I really felt like you were too nice :smthumbup: The type that ignores her own needs for others. I have been there and it is a very frustrating position to be in. No one really respects you for that, and they don't appreciate it either. Your husband proved that. Thats why I said what I did. You only get one life, you deserve happiness. Try putting yourself first for a change. Take care of yourself, and really think about why you would suffer instead of hurting him. What makes him more important than yourself? Anybody that loves you would not want you to be unhappy for the sake of their happiness. My first husband was so controlling and abusive. I remember not wanting to leave because I felt sorry for him. He was abused as a child and it was very hard for me to see him as a grown man (strangely enough). I always saw this 6 yr old boy being thrown across the room. I made excuses and empty vows of being the one person he could count on. Truth is, he was an adult, and he had to get help. He wouldn't so me and my 9 month old son left.

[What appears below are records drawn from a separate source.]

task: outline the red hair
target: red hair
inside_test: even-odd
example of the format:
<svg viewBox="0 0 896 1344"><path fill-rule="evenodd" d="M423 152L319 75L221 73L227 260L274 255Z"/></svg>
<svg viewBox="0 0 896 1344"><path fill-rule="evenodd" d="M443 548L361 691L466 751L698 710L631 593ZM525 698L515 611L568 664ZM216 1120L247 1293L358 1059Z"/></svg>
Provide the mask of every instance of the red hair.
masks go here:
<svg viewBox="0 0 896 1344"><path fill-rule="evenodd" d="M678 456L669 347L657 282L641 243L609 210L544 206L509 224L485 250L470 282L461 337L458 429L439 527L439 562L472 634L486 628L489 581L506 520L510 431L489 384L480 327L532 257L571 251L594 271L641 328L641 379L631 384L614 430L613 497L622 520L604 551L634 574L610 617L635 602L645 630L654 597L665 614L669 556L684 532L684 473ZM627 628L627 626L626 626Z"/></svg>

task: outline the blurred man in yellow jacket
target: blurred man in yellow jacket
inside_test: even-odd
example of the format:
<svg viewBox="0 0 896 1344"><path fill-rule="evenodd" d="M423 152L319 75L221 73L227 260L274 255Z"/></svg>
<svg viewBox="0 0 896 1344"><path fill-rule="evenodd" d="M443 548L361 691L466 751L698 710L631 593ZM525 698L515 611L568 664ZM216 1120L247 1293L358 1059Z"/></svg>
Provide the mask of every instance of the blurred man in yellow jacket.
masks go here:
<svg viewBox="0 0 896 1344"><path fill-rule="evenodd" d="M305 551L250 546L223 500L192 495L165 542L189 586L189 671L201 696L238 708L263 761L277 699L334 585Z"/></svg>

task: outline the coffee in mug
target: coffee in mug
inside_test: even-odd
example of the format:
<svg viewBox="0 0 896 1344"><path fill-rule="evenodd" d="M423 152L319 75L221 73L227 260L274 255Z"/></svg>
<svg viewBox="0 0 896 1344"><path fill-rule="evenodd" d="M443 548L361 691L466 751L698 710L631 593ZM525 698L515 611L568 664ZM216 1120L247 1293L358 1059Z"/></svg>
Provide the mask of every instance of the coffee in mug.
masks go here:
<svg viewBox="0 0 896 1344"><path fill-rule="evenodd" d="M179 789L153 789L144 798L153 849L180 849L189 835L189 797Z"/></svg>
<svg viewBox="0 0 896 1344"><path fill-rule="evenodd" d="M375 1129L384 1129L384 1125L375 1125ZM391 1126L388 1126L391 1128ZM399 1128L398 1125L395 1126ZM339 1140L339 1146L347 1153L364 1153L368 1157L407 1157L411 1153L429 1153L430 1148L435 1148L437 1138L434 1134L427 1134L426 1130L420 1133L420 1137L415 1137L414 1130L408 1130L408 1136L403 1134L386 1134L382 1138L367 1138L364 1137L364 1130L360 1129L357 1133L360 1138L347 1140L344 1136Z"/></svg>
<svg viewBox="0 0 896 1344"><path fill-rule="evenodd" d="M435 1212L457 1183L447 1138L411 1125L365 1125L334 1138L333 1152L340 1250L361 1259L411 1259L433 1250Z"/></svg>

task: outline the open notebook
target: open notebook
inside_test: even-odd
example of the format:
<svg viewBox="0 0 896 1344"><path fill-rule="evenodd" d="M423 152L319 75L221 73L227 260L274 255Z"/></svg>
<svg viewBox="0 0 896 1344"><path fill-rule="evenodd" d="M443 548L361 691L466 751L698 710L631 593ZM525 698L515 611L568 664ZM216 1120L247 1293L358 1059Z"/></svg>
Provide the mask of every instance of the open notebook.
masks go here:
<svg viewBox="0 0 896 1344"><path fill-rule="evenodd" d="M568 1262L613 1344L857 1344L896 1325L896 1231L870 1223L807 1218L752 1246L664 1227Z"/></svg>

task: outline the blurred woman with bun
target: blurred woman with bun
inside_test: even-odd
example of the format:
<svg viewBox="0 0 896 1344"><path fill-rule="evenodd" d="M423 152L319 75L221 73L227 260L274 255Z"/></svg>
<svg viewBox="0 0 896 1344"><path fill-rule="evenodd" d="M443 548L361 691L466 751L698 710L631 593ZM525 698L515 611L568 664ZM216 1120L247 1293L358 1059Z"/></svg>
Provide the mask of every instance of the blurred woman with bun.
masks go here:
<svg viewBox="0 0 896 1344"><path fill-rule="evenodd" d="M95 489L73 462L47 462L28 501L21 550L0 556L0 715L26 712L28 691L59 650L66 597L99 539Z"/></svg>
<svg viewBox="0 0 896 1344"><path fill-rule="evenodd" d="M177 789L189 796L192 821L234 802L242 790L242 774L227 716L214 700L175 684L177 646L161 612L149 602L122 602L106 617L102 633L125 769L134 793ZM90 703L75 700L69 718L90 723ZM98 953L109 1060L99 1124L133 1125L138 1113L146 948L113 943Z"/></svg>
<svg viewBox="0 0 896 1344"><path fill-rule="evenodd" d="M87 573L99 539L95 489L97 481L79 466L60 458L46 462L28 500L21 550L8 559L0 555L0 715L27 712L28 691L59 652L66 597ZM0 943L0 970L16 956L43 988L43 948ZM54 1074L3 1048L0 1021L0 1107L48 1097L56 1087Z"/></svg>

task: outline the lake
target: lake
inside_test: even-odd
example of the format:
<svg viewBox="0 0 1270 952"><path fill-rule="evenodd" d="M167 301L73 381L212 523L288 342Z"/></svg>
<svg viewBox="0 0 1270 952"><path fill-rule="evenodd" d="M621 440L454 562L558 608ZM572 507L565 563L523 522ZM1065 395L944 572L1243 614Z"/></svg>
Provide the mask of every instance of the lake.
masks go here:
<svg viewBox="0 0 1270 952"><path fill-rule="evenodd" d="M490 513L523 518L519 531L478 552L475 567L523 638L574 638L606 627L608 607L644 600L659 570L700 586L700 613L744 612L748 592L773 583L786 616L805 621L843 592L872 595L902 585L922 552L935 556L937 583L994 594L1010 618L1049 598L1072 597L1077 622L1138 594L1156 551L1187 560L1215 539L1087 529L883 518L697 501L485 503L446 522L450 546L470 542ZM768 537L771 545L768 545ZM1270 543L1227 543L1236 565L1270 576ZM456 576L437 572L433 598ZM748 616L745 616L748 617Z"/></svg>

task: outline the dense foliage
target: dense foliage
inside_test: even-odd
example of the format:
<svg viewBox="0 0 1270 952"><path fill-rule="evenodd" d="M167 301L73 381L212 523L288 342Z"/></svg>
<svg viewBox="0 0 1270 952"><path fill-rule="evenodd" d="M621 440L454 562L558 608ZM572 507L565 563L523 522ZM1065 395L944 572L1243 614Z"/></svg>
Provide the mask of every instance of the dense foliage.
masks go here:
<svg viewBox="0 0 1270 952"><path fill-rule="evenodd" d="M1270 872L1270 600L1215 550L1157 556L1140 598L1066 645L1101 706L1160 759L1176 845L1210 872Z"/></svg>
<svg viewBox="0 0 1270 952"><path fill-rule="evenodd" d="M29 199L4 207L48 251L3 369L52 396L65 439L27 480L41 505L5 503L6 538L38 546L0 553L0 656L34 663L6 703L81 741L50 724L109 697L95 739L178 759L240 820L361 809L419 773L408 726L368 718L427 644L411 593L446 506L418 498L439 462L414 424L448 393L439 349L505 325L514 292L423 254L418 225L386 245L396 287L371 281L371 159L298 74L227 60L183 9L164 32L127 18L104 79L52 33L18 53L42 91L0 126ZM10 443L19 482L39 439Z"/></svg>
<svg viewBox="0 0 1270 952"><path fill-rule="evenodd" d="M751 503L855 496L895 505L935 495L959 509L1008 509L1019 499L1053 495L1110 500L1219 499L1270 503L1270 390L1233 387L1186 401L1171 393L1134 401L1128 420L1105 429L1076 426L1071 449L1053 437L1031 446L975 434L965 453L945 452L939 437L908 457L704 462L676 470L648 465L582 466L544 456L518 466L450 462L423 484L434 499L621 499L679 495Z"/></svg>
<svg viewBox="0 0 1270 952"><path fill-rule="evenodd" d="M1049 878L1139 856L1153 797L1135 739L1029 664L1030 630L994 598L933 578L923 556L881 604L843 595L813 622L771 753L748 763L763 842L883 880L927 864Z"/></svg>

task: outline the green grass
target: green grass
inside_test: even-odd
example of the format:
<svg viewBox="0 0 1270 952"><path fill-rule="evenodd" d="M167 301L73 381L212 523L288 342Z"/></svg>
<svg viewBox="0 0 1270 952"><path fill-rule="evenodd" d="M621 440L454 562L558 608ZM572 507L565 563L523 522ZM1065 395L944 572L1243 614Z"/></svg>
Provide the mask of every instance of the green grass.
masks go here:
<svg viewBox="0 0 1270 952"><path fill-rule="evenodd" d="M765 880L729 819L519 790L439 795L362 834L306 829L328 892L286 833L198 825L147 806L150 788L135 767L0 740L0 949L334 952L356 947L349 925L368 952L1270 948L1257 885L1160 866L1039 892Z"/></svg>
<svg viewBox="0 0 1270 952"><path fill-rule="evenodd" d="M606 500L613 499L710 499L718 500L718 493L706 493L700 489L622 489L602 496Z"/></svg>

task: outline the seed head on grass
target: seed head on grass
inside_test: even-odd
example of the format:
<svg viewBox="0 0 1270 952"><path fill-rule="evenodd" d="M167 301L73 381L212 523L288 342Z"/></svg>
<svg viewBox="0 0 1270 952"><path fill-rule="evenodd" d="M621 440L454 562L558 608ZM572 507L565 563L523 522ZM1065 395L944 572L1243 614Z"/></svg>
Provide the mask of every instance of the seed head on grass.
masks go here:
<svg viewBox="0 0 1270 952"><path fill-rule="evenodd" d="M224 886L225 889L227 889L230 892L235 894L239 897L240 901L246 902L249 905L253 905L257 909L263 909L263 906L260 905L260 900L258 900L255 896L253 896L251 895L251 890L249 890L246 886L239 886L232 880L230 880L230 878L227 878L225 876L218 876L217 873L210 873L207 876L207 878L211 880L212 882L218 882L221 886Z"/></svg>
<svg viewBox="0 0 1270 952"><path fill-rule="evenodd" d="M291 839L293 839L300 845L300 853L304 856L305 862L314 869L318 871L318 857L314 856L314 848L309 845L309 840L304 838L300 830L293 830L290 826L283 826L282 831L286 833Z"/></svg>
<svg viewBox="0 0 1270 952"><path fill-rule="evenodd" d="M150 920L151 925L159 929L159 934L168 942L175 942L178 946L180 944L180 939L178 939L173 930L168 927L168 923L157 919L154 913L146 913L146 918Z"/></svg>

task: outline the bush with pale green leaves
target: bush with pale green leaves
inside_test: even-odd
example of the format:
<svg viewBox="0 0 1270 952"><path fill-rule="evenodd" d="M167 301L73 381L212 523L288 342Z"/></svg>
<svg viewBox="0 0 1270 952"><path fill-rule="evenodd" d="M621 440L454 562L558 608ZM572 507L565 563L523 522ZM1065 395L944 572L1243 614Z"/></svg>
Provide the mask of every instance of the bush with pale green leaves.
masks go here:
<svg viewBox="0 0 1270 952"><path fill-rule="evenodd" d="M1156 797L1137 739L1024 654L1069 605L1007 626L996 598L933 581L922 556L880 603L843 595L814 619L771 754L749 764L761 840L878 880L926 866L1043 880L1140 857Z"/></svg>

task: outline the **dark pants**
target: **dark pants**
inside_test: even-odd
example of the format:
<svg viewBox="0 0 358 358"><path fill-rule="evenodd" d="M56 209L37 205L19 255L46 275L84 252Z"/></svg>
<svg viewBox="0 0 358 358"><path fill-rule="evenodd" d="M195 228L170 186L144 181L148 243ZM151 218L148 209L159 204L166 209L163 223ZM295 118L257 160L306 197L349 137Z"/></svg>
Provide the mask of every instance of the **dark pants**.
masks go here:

He has married again, no other children, and has abandoned our son who is now 17. I am glad I didn't waste my whole life on him. I am also glad my son wasn't raised in such an angry home. My son has suffered a lot from his father not being a Dad. I hurt for my son, but I can't make his father be a Dad. So you can want something so bad for someone, but really it is up to them, you really can't change them. You have to put yourself before him, period. Go get your happiness, and if he gets help and you still feel like giving it a go then by all means. I surely wouldn't expect it to happen anytime soon, and probably impossible for you to be in the same home while he gets help. It's funny your reasoning of not wanting to be alone as to why you are still with him. I used to feel the same way. Trust me......you will love having your freedom. You will love having your own mind, and own views. It is horrible to be controlled by another person. It was actually very difficult for me to remarry because I loved my independence and being my own boss so to speak. My husband is not abusive, so I don't feel like a prisoner, but I sure did back in my first marriage. If your literally scared to live by yourself I suggest an English Mastiff, lol.


----------